The Fitbit recorded a period of elevated heartbeat between 3.30am and 3.39am as the couple helped tidy the hall before they set off and it calmed down.

Her last recorded heartbeat was at 3.43am.

Cellphone records helped detectives track Jefferies' phone as it travelled to Lake Arapuni before it headed back home.

Richmond's cellphone GPS signal remain where the vehicle had first stopped.

GPS was able to track Jefferies as he slowly made his way home.

Kim Richmond.
Kim Richmond.

Emotion in the packed public gallery ran high as Raywynne Richmond read her victim impact statement.

"May you rot in prison as you left Kim to rot in the lake," she said to Jefferies.

He was arrested the day before her funeral, when he had been laughing and joking about which songs to play.

She said they had kept some of Kim's clothes, a jersey of which was worn to school by her daughter.

"She asked if she could wear a jersey to school .. 'nana smell it, you can still smell mummy'."

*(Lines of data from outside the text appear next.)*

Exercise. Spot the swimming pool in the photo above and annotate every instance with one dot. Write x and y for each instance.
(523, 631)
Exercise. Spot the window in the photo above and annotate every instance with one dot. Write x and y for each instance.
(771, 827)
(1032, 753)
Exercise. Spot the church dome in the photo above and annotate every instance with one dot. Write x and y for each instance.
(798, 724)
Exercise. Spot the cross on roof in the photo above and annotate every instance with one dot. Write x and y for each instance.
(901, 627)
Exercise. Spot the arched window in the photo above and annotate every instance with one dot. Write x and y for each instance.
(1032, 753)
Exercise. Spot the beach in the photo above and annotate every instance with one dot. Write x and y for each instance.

Richmond's two sisters Tina and Tracey sobbed as their mother spoke of the devastating impact Kim Richmond's death has had on their family including her children.

Also in the gallery were Jefferies' neighbours Heather and Alfons Te Brake, who listened intently to the sentencing.

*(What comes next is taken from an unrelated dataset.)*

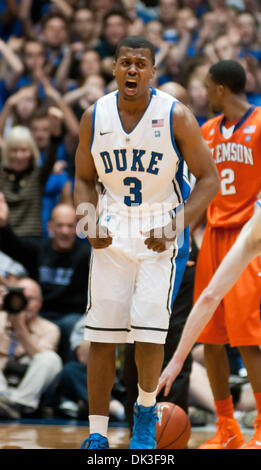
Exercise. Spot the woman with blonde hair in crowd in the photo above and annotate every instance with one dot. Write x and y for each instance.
(22, 179)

The pair were witnesses in the trial after Jefferies pointed the blame at Alfons Te Brake for an affair between him and Kim that Raywynne dismissed as never having existed.

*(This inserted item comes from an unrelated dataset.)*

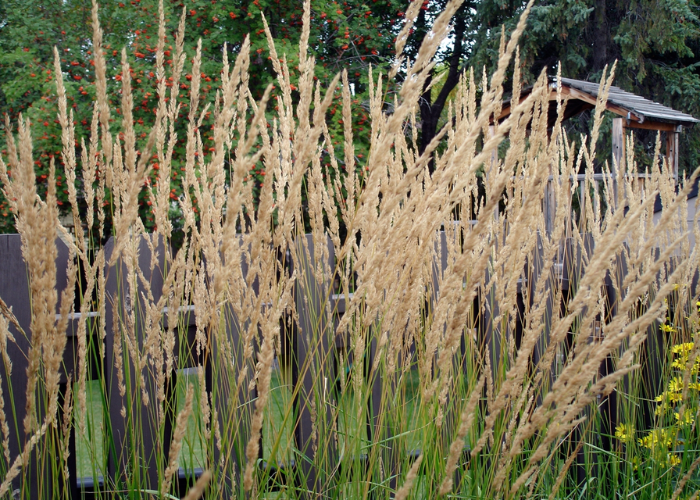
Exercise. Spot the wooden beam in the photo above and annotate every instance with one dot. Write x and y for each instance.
(618, 152)
(672, 152)
(652, 125)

When Jefferies' lawyer Thomas Sutcliffe said his client was "miserable" with regret over the murder, Richmond's family and friends scoffed.

Crown prosecutor Jacinda Foster said Jefferies' actions on the night he killed Richmond must have been "explosive and violent".

His actions over the following 11 months, as police and members of the public searched for her body, were "cold-hearted and manipulative", she said.

She said he was "deliberate and determined" to purposefully mislead her family and friends "for the purpose of covering up his involvement in her death".

Leaving her at the bottom of the lake robbed Richmond of her dignity, she told the judge, and showed a "profound" level of callousness.

Jefferies still refused to divulge how and why he killed his partner which she submitted "was a self serving way to minimise his culpability".

She said he only pleaded guilty to her manslaughter after being faced with "overwhelming evidence of her killing and subsequent disposal of her body".

"The steps that he took were well considered, they were careful and ultimately they were largely successful but for the perseverance of police."

Foster categorised the murder as "amongst the most serious murders that have come before the court and the level of callousness is particularly high".

A pathologist said Richmond's body had deteriorated so much a definitive cause of death was unable to be recorded, however he said it was likely due to either a head wound or neck compression.

Justice Fitzgerald did not accept Jefferies' last minute explanation that he killed Richmond with a closed fist, back-handed blow to the head in the ute.

And neither did Raywynne Richmond when asked outside court.

Defence counsel Thomas Sutcliffe said the fact it took so long for his client to be uncovered as the killer showed how respected he was in the community, he said.

"No one who knew him ever thought he would be capable of doing this ... and to a certain degree that is why this offending went undetected for so long."

Sutcliffe said Jefferies maintained his position that her death was "unscripted" and accepted that he had devastated the lives of many including his children.

Detective Inspector Graham Pitkethley, Waikato police crime investigations manager, said the sentence reflected the gravity of Jeffries' offending.

He described their investigation as not only thorough but also "challenging and extensive" of which his team worked tirelessly.

"Staff worked hard to conduct many extensive interviews with a large number of witnesses which were crucial to the outcome today."

He thanked those involved in the inquiry for their co-operation and support.

"The family of Kim Richmond was left shattered by his crime and our thoughts are with Kim's family at this time."